Interessante mesmo o sistema de castas na Índia, realidade cruel.
Post perfeito
Como é chamado o sistema social de defesa indiano ?
Nepal
Olá Cíntia, infelizmente não sei informar!
A Natália disse que a resposta do Antônio Loureiro estava correta. Acho que tem um engano. Os Vaixas saíram das pernas, não da barriga. E os Sudras saíram dos pés, não das pernas.
Os Dalits não saíram de parte alguma do Deus Brahma. Saíram de baixo dos pés, da poeira.
É verdade, Fábio, não tinha reparado nesse engano!

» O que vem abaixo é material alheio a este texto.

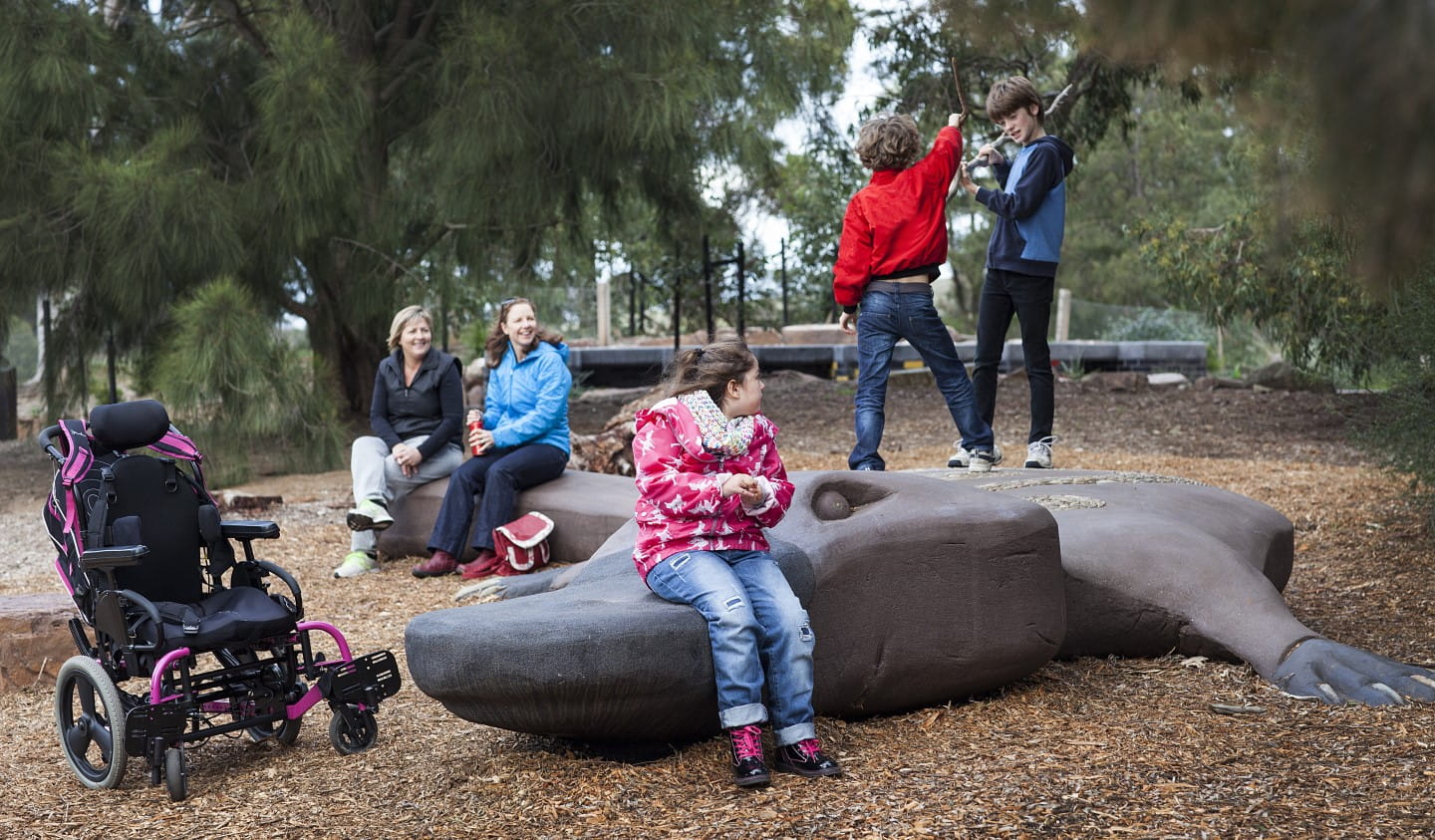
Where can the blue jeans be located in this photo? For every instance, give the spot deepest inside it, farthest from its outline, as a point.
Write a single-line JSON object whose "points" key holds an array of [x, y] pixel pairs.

Cada vez que me disponho a estudar a índia descubro coisas parecidas com o Brasil.
Será o nosso contexto dos 300.000 ciganos deportados pelo marques de Pombal, de que são poucas as notícias?
Vou iniciar um estudo neste sentido pois sei que existem muitos grupos desses ciganos vivendo em apartheid até hoje no nordeste (Paraíba, Ceará)
Olá Antônio, também vejo muitas coisas em comum nos dois países, e outras completamente diferentes. Essa história dos ciganos têm me interessado muito nos últimos tempos, pq são um grupo completamente invisível aqui. Vivem um verdadeiro apartheid, como vc disse!
Abraços e obrigada por comentar!
Vamos revisar ou estou errado
Brâmanes - da cabeça
Xátrias - dos braços e tórax
Vaixás - da barriga - comerciantes
Sudras - trabalhadores - das pernas
Párias ou Intocáveis, agora Dalits - dos pés de Brama.
OK.
Tá certinho ;)
qual a diferença entre párias e dalits?
Olá Clara,
Párias são pessoas mantidas à margem da sociedade ou excluída do convívio social. Os Dalits são párias na Índia, já que são considerados subcidadãos.
o sistema de castas na india tem a ver com o apartheid? Se sim pode me explicar o porque?
De certa forma tem a ver porque também é baseado na exclusão de pessoas, né?
Porque eles vivem em um sistema digno de um apartheid?
Ana, as razões são históricas e culturais. Está explicado no post. :)
Abraços!
Bastante esclarecedor para o que pretendo. Confesso que fiquei triste e angustiada. Estou a ler O tigre branco de Aravind Adiga Man Booker prize 2008.
Olá Isaura, obrigada por comentar. Sim, é uma realidade bem pesada, mas está mudando, pouco a pouco. Você recomenda esse livro?